Linux 4.3 introduced two new record types for recording context
switches: PERF_RECORD_SWITCH and PERF_RECORD_SWITCH_CPU_WIDE.
The advantage over the existing tracepoint and software context
switch events is primarily that full switch in/out data can be
gathered even in the face of restrictive perf_event_paranoid
settings.
Signed-off-by: Vince Weaver <[email protected]>
diff --git a/man2/perf_event_open.2 b/man2/perf_event_open.2
index 68b99bb..04a0cf5 100644
--- a/man2/perf_event_open.2
+++ b/man2/perf_event_open.2
@@ -243,8 +243,9 @@ struct perf_event_attr {
comm_exec : 1, /* flag comm events that are
due to exec */
use_clockid : 1, /* use clockid for time fields */
+ context_switch : 1, /* context switch data */
- __reserved_1 : 38;
+ __reserved_1 : 37;
union {
__u32 wakeup_events; /* wakeup every n events */
@@ -1112,6 +1113,21 @@ field.
This can make it easier to correlate perf sample times with
timestamps generated by other tools.
.TP
+.IR "context_switch" " (since Linux 4.3)"

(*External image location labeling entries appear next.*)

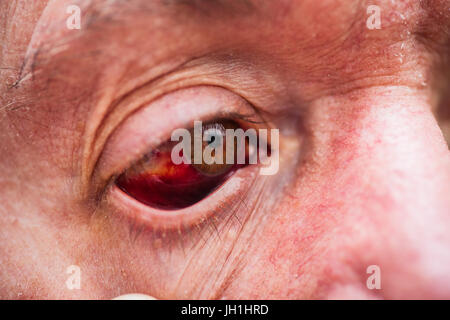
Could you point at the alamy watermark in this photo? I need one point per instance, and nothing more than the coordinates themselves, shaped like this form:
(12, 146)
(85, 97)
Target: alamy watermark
(213, 152)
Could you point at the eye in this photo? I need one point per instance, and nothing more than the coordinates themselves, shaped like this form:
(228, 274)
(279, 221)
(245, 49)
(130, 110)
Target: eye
(158, 182)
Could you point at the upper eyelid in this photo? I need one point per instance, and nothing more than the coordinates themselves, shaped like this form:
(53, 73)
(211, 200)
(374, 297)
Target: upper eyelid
(241, 111)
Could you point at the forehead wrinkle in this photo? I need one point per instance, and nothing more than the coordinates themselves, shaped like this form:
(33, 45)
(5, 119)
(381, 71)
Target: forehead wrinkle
(98, 15)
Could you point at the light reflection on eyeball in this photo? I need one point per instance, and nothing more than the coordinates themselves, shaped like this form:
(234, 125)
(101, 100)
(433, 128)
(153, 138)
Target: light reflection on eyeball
(159, 183)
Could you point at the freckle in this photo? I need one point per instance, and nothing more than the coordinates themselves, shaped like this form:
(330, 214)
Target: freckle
(231, 235)
(157, 243)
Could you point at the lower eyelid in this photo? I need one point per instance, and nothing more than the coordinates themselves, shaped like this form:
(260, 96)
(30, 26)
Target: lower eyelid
(161, 220)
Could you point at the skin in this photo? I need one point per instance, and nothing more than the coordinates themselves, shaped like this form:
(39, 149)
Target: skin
(364, 166)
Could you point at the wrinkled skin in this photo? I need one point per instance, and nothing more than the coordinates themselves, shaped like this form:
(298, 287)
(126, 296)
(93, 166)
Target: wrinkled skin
(364, 169)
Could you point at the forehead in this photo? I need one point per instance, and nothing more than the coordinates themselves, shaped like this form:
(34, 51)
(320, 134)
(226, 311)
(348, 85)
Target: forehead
(296, 34)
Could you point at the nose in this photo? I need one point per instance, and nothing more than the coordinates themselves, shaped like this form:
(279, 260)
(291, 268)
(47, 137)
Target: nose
(372, 194)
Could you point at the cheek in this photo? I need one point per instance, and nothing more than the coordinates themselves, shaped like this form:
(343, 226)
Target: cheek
(369, 187)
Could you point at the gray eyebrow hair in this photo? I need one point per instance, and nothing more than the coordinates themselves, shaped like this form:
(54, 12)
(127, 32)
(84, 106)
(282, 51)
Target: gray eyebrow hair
(98, 13)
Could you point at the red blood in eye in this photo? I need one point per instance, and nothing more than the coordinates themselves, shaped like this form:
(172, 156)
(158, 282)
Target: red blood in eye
(168, 186)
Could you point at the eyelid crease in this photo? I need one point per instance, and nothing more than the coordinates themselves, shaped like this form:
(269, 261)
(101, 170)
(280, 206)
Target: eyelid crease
(248, 118)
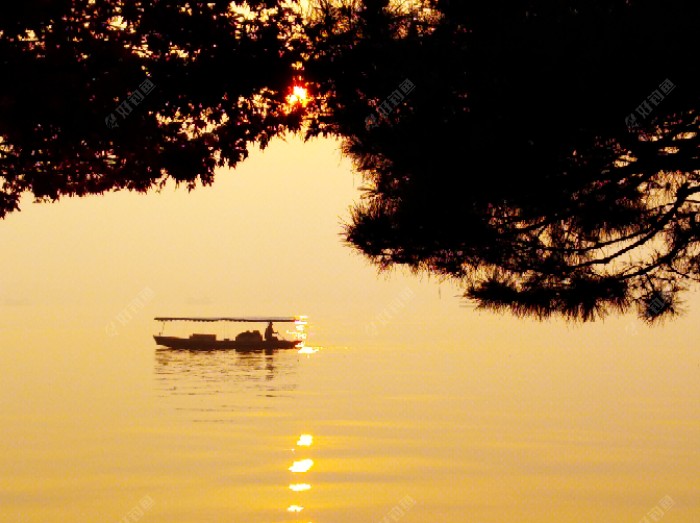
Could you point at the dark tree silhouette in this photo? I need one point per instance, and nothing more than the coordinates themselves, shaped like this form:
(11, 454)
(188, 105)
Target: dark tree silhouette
(219, 78)
(514, 165)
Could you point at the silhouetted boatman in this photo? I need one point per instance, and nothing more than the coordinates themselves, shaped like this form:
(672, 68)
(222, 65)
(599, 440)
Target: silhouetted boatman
(269, 332)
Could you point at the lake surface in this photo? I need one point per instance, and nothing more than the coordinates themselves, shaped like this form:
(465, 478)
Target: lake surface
(111, 428)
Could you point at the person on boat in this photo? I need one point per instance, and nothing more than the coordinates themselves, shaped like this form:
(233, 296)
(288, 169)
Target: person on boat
(270, 332)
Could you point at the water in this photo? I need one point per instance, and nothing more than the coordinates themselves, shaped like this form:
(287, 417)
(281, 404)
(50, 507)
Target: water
(114, 429)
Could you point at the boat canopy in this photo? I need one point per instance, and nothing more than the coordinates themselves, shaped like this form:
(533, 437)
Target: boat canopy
(274, 319)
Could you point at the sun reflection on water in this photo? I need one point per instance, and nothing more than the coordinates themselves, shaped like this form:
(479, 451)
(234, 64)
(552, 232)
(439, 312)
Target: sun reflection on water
(301, 466)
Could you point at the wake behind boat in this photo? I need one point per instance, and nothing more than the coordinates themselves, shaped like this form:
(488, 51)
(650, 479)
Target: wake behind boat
(245, 341)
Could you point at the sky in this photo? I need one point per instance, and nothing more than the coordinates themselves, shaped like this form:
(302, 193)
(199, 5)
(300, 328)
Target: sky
(265, 239)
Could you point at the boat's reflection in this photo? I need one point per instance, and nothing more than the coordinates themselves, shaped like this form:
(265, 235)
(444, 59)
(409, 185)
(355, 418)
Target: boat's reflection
(220, 371)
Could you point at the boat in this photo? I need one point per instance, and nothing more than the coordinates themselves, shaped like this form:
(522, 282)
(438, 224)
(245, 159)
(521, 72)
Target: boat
(250, 340)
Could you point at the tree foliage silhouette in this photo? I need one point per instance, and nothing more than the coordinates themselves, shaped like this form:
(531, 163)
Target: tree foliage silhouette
(511, 167)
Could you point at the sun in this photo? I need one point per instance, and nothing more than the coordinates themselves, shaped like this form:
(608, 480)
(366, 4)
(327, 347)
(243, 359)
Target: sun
(299, 96)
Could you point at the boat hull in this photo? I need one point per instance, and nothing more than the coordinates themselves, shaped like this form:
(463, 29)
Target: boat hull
(173, 342)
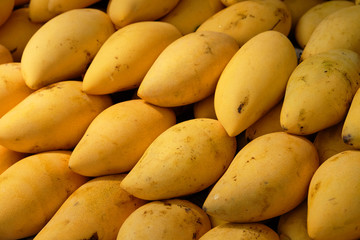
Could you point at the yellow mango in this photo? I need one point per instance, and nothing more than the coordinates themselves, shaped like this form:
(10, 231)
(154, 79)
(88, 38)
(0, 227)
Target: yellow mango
(350, 133)
(39, 12)
(16, 32)
(270, 122)
(259, 184)
(79, 35)
(175, 219)
(186, 158)
(329, 142)
(248, 231)
(60, 6)
(311, 18)
(52, 118)
(32, 190)
(189, 14)
(333, 206)
(319, 91)
(6, 8)
(245, 19)
(205, 108)
(117, 138)
(96, 210)
(5, 55)
(298, 8)
(9, 157)
(126, 56)
(338, 30)
(254, 80)
(293, 224)
(21, 3)
(12, 87)
(124, 12)
(188, 69)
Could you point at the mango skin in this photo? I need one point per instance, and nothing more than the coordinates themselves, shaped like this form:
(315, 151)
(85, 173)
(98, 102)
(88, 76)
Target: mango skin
(96, 210)
(17, 31)
(8, 158)
(189, 14)
(117, 138)
(249, 231)
(52, 118)
(12, 86)
(175, 219)
(350, 129)
(246, 19)
(293, 224)
(281, 163)
(46, 60)
(319, 91)
(329, 142)
(125, 12)
(338, 30)
(311, 18)
(32, 190)
(254, 80)
(123, 60)
(188, 69)
(186, 158)
(333, 206)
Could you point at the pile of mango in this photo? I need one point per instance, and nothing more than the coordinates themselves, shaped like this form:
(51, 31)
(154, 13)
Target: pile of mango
(179, 119)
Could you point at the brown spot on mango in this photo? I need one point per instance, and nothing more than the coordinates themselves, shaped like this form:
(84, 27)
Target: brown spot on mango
(243, 104)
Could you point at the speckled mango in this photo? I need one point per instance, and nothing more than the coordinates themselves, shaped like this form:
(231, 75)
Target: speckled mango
(259, 183)
(186, 158)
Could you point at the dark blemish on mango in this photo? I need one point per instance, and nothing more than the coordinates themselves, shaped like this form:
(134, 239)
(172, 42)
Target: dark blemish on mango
(243, 104)
(187, 209)
(208, 50)
(274, 26)
(13, 50)
(93, 237)
(301, 116)
(347, 139)
(242, 16)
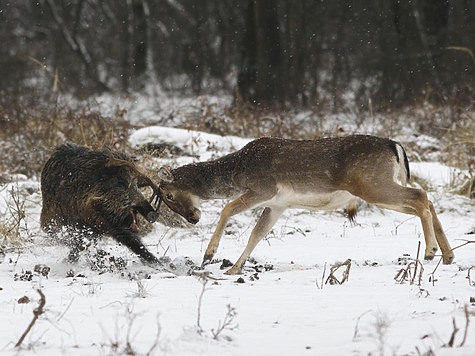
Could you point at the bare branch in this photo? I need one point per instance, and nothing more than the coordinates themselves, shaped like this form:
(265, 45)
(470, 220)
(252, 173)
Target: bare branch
(36, 313)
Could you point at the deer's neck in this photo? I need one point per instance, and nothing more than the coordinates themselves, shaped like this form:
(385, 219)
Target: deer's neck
(209, 180)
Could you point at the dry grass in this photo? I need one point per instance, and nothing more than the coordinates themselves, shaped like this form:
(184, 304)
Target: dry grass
(30, 130)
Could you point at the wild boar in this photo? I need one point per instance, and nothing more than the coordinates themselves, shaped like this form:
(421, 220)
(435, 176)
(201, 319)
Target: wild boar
(93, 193)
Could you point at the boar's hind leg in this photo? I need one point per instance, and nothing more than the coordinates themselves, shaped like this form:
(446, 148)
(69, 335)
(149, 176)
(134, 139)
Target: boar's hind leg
(132, 241)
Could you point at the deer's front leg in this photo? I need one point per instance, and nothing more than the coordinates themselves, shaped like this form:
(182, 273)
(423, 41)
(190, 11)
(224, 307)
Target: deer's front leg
(268, 218)
(245, 202)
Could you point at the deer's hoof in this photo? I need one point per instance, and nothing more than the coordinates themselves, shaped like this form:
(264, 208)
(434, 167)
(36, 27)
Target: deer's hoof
(448, 259)
(233, 271)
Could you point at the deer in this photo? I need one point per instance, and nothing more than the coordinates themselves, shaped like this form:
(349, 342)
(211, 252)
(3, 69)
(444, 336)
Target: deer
(322, 174)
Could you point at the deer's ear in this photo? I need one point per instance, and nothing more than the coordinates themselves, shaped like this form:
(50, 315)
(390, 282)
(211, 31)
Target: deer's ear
(165, 174)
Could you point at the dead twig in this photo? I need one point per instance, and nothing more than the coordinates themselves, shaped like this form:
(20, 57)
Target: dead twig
(36, 314)
(470, 283)
(409, 273)
(467, 322)
(346, 273)
(323, 277)
(432, 274)
(455, 330)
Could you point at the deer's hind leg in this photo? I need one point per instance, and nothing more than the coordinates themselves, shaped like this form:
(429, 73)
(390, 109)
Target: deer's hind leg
(248, 200)
(415, 202)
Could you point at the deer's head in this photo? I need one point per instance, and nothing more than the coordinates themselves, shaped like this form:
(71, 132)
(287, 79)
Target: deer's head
(179, 197)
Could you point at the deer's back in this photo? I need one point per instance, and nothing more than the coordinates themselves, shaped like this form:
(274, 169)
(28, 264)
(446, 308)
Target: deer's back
(316, 165)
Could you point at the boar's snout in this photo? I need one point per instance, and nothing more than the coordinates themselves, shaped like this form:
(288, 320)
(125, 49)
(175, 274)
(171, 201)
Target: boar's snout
(194, 217)
(152, 216)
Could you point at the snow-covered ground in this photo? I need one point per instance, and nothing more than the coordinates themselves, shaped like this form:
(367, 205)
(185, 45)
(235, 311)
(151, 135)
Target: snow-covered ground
(279, 306)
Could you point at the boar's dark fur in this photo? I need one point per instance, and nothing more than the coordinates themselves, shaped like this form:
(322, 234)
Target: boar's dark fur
(86, 193)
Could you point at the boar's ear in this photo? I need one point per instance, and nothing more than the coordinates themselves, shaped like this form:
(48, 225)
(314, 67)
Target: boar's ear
(165, 174)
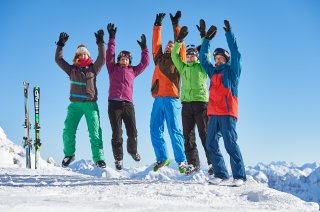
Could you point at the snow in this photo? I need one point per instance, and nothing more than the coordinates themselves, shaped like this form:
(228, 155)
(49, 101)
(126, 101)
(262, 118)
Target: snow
(84, 187)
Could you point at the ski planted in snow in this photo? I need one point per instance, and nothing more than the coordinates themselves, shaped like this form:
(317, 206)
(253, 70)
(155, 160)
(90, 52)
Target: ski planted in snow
(37, 143)
(27, 126)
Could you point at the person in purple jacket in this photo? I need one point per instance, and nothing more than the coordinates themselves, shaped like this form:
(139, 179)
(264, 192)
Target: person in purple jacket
(120, 108)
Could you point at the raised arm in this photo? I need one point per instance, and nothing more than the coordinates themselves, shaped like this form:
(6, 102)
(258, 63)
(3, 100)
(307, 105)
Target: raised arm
(203, 56)
(175, 53)
(156, 37)
(145, 57)
(235, 59)
(101, 59)
(110, 56)
(64, 65)
(176, 30)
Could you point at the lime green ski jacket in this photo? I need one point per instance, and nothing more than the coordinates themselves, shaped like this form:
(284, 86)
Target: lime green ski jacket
(194, 78)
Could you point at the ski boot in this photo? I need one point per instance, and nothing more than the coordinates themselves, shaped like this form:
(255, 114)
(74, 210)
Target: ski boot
(118, 164)
(159, 164)
(182, 167)
(101, 164)
(67, 160)
(210, 170)
(192, 169)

+.\" commit 45ac1403f564f411c6a383a2448688ba8dd705a4
+This enables the generation of
+.B PERF_RECORD_SWITCH
+records when a context switch occurs.
+It also enables the generation of
+.B PERF_RECORD_SWITCH_CPU_WIDE
+records when sampling in cpu-wide mode.
+This functionality is in addition to existing tracepoint and
+software events for measuring context switches.
+The advantage of this method is that it will give full
+information event with strict
+.I perf_event_paranoid
+settings.
+.TP
.IR "wakeup_events" ", " "wakeup_watermark"
This union sets how many samples
.RI ( wakeup_events )
@@ -1792,7 +1808,8 @@ Sample happened in guest user code.
.RE
.RS
-In addition, one of the following bits can be set:
+The following three statuses are generated by
+different record types so they alias to the same bit:
.TP
.BR PERF_RECORD_MISC_MMAP_DATA " (since Linux 3.10)"
.\" commit 2fe85427e3bf65d791700d065132772fc26e4d75
@@ -1807,9 +1824,18 @@ record on kernels more recent than Linux 3.16
if a process name change was caused by an
.BR exec (2)
system call.
-It is an alias for
-.B PERF_RECORD_MISC_MMAP_DATA
-since the two values would not be set in the same record.
+.TP
+.BR PERF_RECORD_MISC_SWITCH_OUT " (since Linux 4.3)"
+.\" commit 45ac1403f564f411c6a383a2448688ba8dd705a4
+When a
+.BR PERF_RECORD_SWITCH " or " PERF_RECORD_SWITCH_CPU_WIDE
+record is generated this bit indicates that the
+context switch is away from the current process
+(instead of in to the current process).
+.RE
+
+.RS
+In addition, the following bits can be set:
.TP
.B PERF_RECORD_MISC_EXACT_IP
This indicates that the content of
@@ -2583,6 +2609,59 @@ struct {
.I lost
the number of potentially lost samples.
.RE
+.TP
+.BR PERF_RECORD_SWITCH " (since Linux 4.3)"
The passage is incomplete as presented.